Arnold listened with interest. It was clear that the work he and Carmela had undertaken was ongoing; he was slightly puzzled nevertheless that Alienor Donati seemed to have taken the work from Carmela herself. He was unclear as to the Frenchwoman’s background, and why she was now reporting to Carmela.

Michael McMurtaghy followed Alienor Donati’s report with a printed document which comprised a list of looted artefacts. A copy was handed to Arnold to inspect. It detailed a list of items which were identified by way of transactions, and Arnold was
able to follow the movement of individual items across Europe. ‘Items seven to fifteen,’ explained the heavily built American, ‘actually came to light when a building company were clearing a road. The road collapsed … the reason being that
tombaroli
had built a tunnel under it to get to a house on one side of the street, to a
stipe
– a room attached to a temple – located opposite. The objects had been smuggled out by way of the tunnel, but, of course, once the road collapsed the very distinctive antiquities have been on our watch list ever since. This was the evidence which I was able to present to the Metropolitan Museum in New York.’ He raised his head, stared grimly at Carmela. ‘Discussions for return of the artefacts are ongoing.’

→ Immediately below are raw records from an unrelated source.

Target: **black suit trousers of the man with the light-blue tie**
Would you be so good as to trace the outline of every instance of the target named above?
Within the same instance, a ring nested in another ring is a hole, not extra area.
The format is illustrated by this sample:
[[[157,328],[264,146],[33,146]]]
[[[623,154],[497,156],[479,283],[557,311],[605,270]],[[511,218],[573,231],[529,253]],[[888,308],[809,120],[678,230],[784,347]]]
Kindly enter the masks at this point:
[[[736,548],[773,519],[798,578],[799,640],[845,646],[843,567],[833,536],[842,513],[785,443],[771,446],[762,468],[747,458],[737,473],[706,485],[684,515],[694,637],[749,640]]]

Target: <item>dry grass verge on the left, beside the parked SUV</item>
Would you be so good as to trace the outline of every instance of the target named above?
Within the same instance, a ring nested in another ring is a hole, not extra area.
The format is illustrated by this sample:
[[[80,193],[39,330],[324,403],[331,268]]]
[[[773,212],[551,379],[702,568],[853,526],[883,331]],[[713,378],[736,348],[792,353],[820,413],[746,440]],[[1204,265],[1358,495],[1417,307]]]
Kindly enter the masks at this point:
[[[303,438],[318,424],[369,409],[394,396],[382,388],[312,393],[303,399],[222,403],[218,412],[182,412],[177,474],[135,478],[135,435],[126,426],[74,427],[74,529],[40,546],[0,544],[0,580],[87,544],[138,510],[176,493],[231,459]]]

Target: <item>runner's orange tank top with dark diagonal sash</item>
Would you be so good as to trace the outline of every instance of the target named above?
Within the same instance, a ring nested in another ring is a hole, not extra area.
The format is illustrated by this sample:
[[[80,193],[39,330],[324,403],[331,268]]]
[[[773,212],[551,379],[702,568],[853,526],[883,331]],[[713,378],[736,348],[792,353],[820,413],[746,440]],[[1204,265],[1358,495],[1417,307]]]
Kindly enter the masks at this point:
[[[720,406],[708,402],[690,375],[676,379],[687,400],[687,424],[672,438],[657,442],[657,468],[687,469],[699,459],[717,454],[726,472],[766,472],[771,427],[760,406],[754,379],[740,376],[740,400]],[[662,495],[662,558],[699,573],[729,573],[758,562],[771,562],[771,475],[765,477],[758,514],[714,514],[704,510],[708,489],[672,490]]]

Arnold could guess what he meant. In his previous work with Carmela, and discussions he had had from time to time with his deputy director Karl Spedding, he was aware that many museum directors were almost in a state of denial. They were prepared to accept items from private collections as legitimate acquisitions: it could take years of pressure before museums reluctantly agreed that items, bought, they claimed, in good faith, were in fact indisputably looted material.